Just like last summer, the pandemic has shuttered typical air conditioned buildings for unhoused people like public libraries, senior centers, and homeless service day-centers. Some library locations are open to the public, but patrons are required to reserve a time to browse. The Joint Office of Homeless Services will be handing out hot-weather supply kits, which include water, cooling towels, sunscreen, and electrolytes, at its downtown location. Outreach workers will also be visiting houseless camps to distribute those supplies to vulnerable people. The Blanchet House is also accepting donations of lightly-used water bottles that will be sanitized, filled, and distributed with the organization’s regular food service.
For people who do have shelter but are still looking for ways to cool down, all outdoor public pools are now open for the summer—you can make a reservation to swim with a group of up to six people here. Additionally, the city’s public splash pads opened earlier this month and a complete map can be found here.

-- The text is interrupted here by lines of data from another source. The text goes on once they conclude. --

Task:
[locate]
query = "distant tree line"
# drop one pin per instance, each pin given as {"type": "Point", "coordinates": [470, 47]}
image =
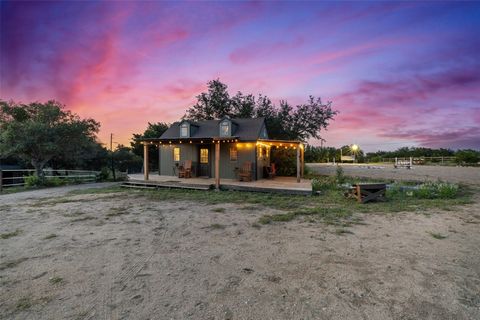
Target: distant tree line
{"type": "Point", "coordinates": [326, 154]}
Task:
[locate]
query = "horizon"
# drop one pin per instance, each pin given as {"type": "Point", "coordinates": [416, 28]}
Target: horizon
{"type": "Point", "coordinates": [401, 74]}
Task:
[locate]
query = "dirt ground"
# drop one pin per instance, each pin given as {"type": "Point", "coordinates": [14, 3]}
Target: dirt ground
{"type": "Point", "coordinates": [466, 175]}
{"type": "Point", "coordinates": [120, 256]}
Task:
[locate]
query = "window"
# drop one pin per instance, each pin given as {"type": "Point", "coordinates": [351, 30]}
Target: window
{"type": "Point", "coordinates": [224, 129]}
{"type": "Point", "coordinates": [176, 154]}
{"type": "Point", "coordinates": [203, 155]}
{"type": "Point", "coordinates": [184, 130]}
{"type": "Point", "coordinates": [233, 154]}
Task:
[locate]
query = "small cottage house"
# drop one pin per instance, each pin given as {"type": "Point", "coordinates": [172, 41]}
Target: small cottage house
{"type": "Point", "coordinates": [218, 148]}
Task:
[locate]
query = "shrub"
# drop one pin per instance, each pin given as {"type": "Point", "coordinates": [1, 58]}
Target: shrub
{"type": "Point", "coordinates": [32, 181]}
{"type": "Point", "coordinates": [53, 182]}
{"type": "Point", "coordinates": [434, 190]}
{"type": "Point", "coordinates": [323, 183]}
{"type": "Point", "coordinates": [339, 175]}
{"type": "Point", "coordinates": [104, 174]}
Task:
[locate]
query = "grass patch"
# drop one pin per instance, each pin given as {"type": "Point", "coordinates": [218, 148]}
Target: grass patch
{"type": "Point", "coordinates": [11, 264]}
{"type": "Point", "coordinates": [10, 234]}
{"type": "Point", "coordinates": [113, 212]}
{"type": "Point", "coordinates": [55, 280]}
{"type": "Point", "coordinates": [437, 235]}
{"type": "Point", "coordinates": [83, 219]}
{"type": "Point", "coordinates": [331, 207]}
{"type": "Point", "coordinates": [24, 303]}
{"type": "Point", "coordinates": [342, 231]}
{"type": "Point", "coordinates": [216, 226]}
{"type": "Point", "coordinates": [113, 189]}
{"type": "Point", "coordinates": [50, 236]}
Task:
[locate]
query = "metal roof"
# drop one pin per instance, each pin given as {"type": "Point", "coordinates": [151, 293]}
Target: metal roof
{"type": "Point", "coordinates": [246, 130]}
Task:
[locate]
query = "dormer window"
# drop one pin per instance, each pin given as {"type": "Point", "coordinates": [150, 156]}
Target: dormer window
{"type": "Point", "coordinates": [184, 130]}
{"type": "Point", "coordinates": [225, 129]}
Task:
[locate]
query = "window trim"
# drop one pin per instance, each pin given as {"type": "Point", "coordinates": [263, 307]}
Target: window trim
{"type": "Point", "coordinates": [228, 125]}
{"type": "Point", "coordinates": [175, 154]}
{"type": "Point", "coordinates": [235, 151]}
{"type": "Point", "coordinates": [184, 126]}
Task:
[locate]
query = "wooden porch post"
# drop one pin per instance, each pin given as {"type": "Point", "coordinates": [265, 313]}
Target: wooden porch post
{"type": "Point", "coordinates": [159, 157]}
{"type": "Point", "coordinates": [298, 163]}
{"type": "Point", "coordinates": [217, 166]}
{"type": "Point", "coordinates": [145, 162]}
{"type": "Point", "coordinates": [303, 158]}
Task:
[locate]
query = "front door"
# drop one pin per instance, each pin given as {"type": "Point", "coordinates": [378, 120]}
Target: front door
{"type": "Point", "coordinates": [204, 161]}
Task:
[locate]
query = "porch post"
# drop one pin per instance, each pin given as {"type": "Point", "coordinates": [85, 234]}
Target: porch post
{"type": "Point", "coordinates": [303, 159]}
{"type": "Point", "coordinates": [217, 166]}
{"type": "Point", "coordinates": [159, 157]}
{"type": "Point", "coordinates": [145, 162]}
{"type": "Point", "coordinates": [298, 163]}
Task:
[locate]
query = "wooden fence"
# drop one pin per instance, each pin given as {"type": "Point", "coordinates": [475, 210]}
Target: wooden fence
{"type": "Point", "coordinates": [16, 177]}
{"type": "Point", "coordinates": [423, 160]}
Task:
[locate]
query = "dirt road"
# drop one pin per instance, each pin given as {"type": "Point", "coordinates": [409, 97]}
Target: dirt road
{"type": "Point", "coordinates": [121, 256]}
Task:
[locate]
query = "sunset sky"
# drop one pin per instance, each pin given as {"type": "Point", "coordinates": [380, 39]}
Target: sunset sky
{"type": "Point", "coordinates": [401, 74]}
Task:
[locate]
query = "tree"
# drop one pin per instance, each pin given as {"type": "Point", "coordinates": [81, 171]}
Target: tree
{"type": "Point", "coordinates": [154, 130]}
{"type": "Point", "coordinates": [38, 132]}
{"type": "Point", "coordinates": [126, 160]}
{"type": "Point", "coordinates": [283, 122]}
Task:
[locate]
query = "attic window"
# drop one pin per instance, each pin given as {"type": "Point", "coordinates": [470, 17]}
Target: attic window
{"type": "Point", "coordinates": [224, 129]}
{"type": "Point", "coordinates": [184, 130]}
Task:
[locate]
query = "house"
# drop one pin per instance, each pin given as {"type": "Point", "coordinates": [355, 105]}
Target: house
{"type": "Point", "coordinates": [218, 149]}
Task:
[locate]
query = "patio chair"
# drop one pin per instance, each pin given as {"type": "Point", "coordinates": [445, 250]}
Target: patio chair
{"type": "Point", "coordinates": [245, 173]}
{"type": "Point", "coordinates": [271, 171]}
{"type": "Point", "coordinates": [185, 171]}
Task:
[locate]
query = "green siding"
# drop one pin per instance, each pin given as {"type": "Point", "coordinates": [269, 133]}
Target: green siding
{"type": "Point", "coordinates": [227, 167]}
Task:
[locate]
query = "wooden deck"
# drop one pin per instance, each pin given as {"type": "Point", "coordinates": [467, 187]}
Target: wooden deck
{"type": "Point", "coordinates": [286, 185]}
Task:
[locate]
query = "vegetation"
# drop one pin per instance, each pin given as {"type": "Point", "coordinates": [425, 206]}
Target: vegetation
{"type": "Point", "coordinates": [8, 235]}
{"type": "Point", "coordinates": [327, 154]}
{"type": "Point", "coordinates": [437, 235]}
{"type": "Point", "coordinates": [39, 132]}
{"type": "Point", "coordinates": [332, 207]}
{"type": "Point", "coordinates": [283, 121]}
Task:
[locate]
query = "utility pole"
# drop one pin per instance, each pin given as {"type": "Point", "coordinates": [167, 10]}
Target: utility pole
{"type": "Point", "coordinates": [111, 152]}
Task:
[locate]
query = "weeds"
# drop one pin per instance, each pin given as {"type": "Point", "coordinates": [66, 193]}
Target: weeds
{"type": "Point", "coordinates": [11, 264]}
{"type": "Point", "coordinates": [117, 211]}
{"type": "Point", "coordinates": [55, 280]}
{"type": "Point", "coordinates": [216, 226]}
{"type": "Point", "coordinates": [10, 234]}
{"type": "Point", "coordinates": [438, 236]}
{"type": "Point", "coordinates": [24, 303]}
{"type": "Point", "coordinates": [342, 231]}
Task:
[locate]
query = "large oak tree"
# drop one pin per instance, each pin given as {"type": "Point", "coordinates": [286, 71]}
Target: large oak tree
{"type": "Point", "coordinates": [300, 122]}
{"type": "Point", "coordinates": [38, 132]}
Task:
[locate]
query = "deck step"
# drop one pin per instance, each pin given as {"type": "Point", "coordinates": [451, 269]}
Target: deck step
{"type": "Point", "coordinates": [150, 185]}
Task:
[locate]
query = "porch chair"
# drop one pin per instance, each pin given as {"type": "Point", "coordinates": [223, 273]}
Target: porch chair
{"type": "Point", "coordinates": [272, 171]}
{"type": "Point", "coordinates": [245, 173]}
{"type": "Point", "coordinates": [185, 171]}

The county also recommends avoiding turning on the oven or stove during the heat, opening doors and windows during the coolest part of the night, and making cool packs by filling a sock with rice and placing it in the freezer, or freezing a wet washcloth.
There is also an increased risk of wildfires throughout Oregon this weekend due to dry lightning strikes. The Mercury has your guide to wildfire alert systems and smoke mitigation tips.
Oregon Convention Center: 777 NE Martin Luther King, Jr. Blvd.
Sunrise Center: 18901 E Burnside St.
Arbor Lodge building: 1952 N. Lombard St.